2nd Gen AMD CDNA Architecture

The computing engine chosen for the first U.S. Exascale supercomputer is now available to commercial HPC & AI customers with the AMD Instinct MI210 accelerator. The 2nd Generation AMD CDNA architecture powers the MI210 accelerator, which offers exceptional performance for AI and HPC. With up to 22.6 TFLOPS peak FP64|FP32 performance, the MI210 PCIe GPU outperforms the Nvidia Ampere A100 GPU in double and single precision performance for HPC workloads.

This allows scientists and researchers worldwide to process HPC parallel codes more efficiently across several industries. For any mix of AI and machine learning tasks you need to implement, AMD’s Matrix Core technology offers a wide range of mixed precision operations that let you work with huge models and improve memory-bound operation performance.

With its optimised BF16, INT4, INT8, FP16, FP32, and FP32 Matrix capabilities, the MI210 can handle all of your AI system requirements with supercharged compute performance.
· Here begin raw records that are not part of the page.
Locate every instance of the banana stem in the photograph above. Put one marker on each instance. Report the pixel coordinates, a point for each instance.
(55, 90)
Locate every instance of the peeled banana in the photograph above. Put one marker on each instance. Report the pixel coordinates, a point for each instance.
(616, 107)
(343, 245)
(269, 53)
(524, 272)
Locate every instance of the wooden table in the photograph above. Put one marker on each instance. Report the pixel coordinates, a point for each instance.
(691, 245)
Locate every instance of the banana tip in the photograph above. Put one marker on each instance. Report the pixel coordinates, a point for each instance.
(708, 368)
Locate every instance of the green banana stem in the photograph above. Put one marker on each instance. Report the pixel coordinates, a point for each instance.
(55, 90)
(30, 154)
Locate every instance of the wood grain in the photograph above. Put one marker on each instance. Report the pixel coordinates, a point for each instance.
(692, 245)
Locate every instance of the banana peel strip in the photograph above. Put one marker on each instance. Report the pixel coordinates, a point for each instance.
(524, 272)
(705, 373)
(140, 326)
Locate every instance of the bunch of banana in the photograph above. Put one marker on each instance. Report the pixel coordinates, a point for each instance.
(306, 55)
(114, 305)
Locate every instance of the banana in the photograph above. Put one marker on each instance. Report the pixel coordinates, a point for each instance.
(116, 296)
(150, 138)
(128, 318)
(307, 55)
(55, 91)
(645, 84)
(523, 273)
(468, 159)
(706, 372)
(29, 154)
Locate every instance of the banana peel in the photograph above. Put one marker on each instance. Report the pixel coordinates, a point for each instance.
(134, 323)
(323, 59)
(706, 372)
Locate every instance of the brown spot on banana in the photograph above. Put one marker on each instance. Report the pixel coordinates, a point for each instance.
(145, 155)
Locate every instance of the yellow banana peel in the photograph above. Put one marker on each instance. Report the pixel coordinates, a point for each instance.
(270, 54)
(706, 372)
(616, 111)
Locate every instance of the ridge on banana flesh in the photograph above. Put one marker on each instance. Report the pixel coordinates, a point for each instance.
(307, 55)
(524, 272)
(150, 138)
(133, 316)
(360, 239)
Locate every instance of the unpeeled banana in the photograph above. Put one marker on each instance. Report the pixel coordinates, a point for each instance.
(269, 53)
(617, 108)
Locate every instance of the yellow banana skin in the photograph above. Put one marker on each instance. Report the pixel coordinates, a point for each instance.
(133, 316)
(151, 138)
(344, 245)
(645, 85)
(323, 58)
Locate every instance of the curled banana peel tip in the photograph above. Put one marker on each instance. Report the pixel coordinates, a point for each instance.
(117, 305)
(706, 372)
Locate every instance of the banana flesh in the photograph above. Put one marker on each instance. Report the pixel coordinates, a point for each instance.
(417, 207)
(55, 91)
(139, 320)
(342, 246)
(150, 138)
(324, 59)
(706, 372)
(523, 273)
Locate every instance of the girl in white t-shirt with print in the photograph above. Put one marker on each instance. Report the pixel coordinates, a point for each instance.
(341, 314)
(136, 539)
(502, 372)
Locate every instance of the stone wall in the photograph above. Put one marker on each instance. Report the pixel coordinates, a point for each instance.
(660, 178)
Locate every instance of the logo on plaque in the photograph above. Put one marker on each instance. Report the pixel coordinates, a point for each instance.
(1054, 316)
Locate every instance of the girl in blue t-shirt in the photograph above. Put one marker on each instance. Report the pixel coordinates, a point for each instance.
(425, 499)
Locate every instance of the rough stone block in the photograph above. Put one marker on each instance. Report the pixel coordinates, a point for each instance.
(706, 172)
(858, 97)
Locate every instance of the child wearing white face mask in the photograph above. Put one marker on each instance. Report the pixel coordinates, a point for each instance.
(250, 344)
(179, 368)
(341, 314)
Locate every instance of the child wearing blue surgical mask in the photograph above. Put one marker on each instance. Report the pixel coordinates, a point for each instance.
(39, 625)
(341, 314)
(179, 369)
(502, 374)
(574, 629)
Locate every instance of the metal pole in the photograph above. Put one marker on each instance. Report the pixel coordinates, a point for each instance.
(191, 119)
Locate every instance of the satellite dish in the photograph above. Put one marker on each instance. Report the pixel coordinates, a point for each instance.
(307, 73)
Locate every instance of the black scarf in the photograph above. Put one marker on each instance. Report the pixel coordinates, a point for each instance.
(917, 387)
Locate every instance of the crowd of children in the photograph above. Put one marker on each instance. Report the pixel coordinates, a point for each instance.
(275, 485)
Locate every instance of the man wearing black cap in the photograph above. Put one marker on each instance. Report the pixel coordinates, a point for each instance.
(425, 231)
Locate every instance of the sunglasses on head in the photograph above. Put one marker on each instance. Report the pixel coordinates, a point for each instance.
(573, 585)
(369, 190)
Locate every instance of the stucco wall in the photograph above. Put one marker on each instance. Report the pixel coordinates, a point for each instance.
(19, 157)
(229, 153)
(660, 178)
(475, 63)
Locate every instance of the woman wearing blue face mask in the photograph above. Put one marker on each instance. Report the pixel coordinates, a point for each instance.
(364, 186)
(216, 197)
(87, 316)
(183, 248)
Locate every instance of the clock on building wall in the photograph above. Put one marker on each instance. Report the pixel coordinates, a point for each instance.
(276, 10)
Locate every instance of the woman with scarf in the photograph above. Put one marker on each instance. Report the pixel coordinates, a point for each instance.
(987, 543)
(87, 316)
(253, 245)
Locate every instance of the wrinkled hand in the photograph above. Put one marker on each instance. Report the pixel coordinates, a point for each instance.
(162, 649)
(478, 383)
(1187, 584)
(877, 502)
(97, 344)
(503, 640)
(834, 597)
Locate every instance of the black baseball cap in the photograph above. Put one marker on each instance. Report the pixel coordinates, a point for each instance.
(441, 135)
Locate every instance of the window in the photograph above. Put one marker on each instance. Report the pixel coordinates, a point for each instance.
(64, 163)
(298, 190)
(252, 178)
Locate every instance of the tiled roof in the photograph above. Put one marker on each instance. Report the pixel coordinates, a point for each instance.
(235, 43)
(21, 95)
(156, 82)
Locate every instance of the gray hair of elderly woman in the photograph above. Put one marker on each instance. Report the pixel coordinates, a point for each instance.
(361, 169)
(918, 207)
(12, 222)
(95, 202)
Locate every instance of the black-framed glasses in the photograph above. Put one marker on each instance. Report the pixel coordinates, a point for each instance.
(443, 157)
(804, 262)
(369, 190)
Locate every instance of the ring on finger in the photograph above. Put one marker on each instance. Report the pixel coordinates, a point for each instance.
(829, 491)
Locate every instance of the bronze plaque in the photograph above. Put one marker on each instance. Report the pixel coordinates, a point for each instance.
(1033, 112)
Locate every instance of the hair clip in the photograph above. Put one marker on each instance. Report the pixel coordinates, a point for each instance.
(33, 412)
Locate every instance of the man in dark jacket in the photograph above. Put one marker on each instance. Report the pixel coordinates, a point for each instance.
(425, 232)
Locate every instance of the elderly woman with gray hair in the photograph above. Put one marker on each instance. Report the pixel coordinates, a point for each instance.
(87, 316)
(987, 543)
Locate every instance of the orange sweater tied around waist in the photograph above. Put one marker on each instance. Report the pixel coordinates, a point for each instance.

For deep learning training, the AMD Instinct MI210 accelerator provides 181 teraflops of peak FP16 and bfloat16 floating-point performance, while also handling massive amounts of data with efficiency.

AMD Fabric Link Technology

AMD Instinct MI210 GPUs, with their AMD Infinity Fabric technology and PCIe Gen4 support, offer superior I/O capabilities in conventional off-the-shelf servers. Without the need of PCIe switches, the MI210 GPU provides 64 GB/s of CPU to GPU bandwidth in addition to 300 GB/s of Peer-to-Peer (P2P) bandwidth performance over three Infinity Fabric links.

The AMD Infinity Architecture provides up to 1.2 TB/s of total theoretical GPU capacity within a server design and allows platform designs with two and quad direct-connect GPU hives with high-speed P2P connectivity. By providing a quick and easy onramp for CPU codes to accelerated platforms, Infinity Fabric contributes to realising the potential of accelerated computing.

Extremely Quick HBM2e Memory

Up to 64GB of high-bandwidth HBM2e memory with ECC support can be found in AMD Instinct MI210 accelerators, which operate at 1.6 GHz. and provide an exceptionally high memory bandwidth of 1.6 TB/s to accommodate your biggest data collections and do rid of any snags when transferring data in and out of memory. Workload can be optimised when you combine this performance with the MI210’s cutting-edge Infinity Fabric I/O capabilities.

AMD Instinct MI210 Price

AMD Instinct MI210 GPU prices vary by retailer and area. It costs around $16,500 in Japan.. In the United States, Dell offers it for about $8,864.28, and CDW lists it for $9,849.99. These prices reflect its high-end specifications, including 64GB of HBM2e memory and a PCIe interface, designed for HPC and AI server applications.